Nos municípios que já foi realizado as PPP-Parceria Público-Privada, podemos observar que a população passou a pagar tarifas mais elevadas, uma vez que as empresas contratadas visam o lucro para seus acionistas e não há investimentos nas localidades que não existe possibilidade de lucros. Além disso, o município de Itabaiana será obrigado a investir na ampliação dos serviços de água e esgoto, juntamente com as empresas contratadas.

A lei 11.079 estabelece os critérios para o estabelecimento das PPP-Parcerias Público-Privadas. Por essa lei, existe a obrigação de repartição de responsabilidade nos investimentos, onde a administração pública poderá investir até 80% do valor das obras, enquanto as empresas realizam apenas 20% dos investimentos, mas ficam com os lucros na cobrança das tarifas, ou seja, um negócio excelente para as empresas, ou não?

Atualmente, quem realiza os investimentos na ampliação dos serviços de água e esgoto em Itabaiana é a DESO, administrada pelo Governo do Estado que tem mais recursos que a prefeitura. Entretanto, com as Parcerias Público-Privadas entre a Prefeitura de Itabaiana e as empresas contratadas, quem passará a ter a obrigação de realizar os futuros investimentos serão os futuros gestores itabaianenses que deverão retirar recursos de outras áreas para fazer os investimentos previstos nos contratos.

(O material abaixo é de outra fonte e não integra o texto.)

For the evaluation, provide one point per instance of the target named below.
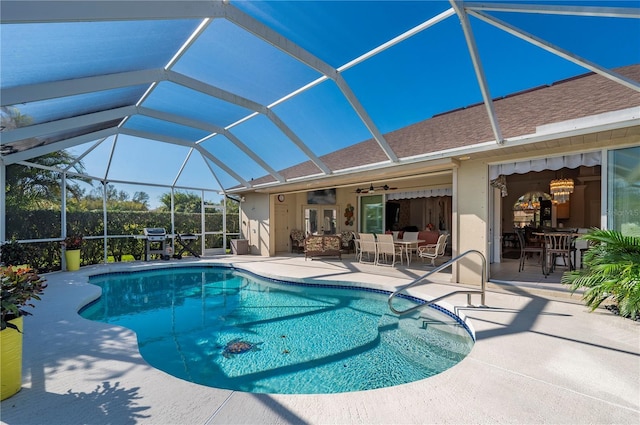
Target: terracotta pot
(11, 359)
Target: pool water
(227, 329)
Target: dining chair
(386, 251)
(526, 249)
(367, 246)
(557, 245)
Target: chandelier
(561, 189)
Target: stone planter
(73, 259)
(11, 359)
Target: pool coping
(536, 360)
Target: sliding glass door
(623, 203)
(372, 214)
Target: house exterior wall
(255, 212)
(472, 201)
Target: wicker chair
(297, 240)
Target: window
(319, 219)
(623, 203)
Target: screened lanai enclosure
(120, 116)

Outro problema para a os gestores futuros e a população é a previsão de repartição dos prejuízos que, porventura seja alegado pelas empresas contratadas. Pela lei 11.079, os prejuízos deverão ser compartilhados pela administração pública. Assim, os acionistas das empresas ficam com os lucros, mas se for alegado prejuízos aí à administração pública terá que compensar diretamente ou aumentar, ainda mais, a tarifa para ser paga pela população. O problema dessa regra é que serão os empresários quem alegaram se houve lucros ou prejuízos.

A citada lei, aprovada pela Câmara de Vereadores de Itabaiana não respeitou, também, a decisão do STF-Supremo Tribunal Federal, ocorrida em 2013 que obriga a realização de consócio, agência reguladora e conselho integrado pelo Estado e municípios na prestação de serviços públicos que estão interligados. O sistema de abastecimento de água em Itabaiana está interligado com os municípios de Campo do Brito, Macambira, São Domingos e Areia Branca, além disso as barragens do Brito e Jacarecica II estão localizadas fora dos limites territoriais de Itabaiana de onde será retirado água para abastecer a população.

Pela decisão do STF, o município de Itabaiana sozinho não pode realizar licitação para empresas realizarem o abastecimento de água. Os contratos só teriam validades se forem realizados de forma conjugada com os demais municípios e com a criação do Plano de Saneamento básico aprovado por todas as Câmaras de Vereadores e, no caso do Estado, pela assembleia legislativa, depois da criação da agência reguladora que irá fiscalizar os serviços das empresas contratadas e da criação de um conselho intermunicipal para acompanhar e fiscalizar os serviços das empresas.

Podemos perceber que a lei aprovada pela Câmara de Vereadores de Itabaiana está cheia de ilegalidades. Podemos perceber, também, que a existência das PPP-Parcerias Público-Privada só beneficia os empresários que assumirão os serviços de água e esgoto sem qualquer risco. Já a população sofrerá com os aumentos de tarifas para garantir as metas de lucros das empresas. Um ótimo negócio para as empresas e um péssimo negócio para população.

Somente com reação forte da população itabaianense contra as PPP-Parcerias Público-Privadas que o prefeito de Itabaiana poderá rever essa decisão que terá sérias consequências futuras para todos. A hora é agora, pois “quem sabe faz a hora e não espera acontecer”.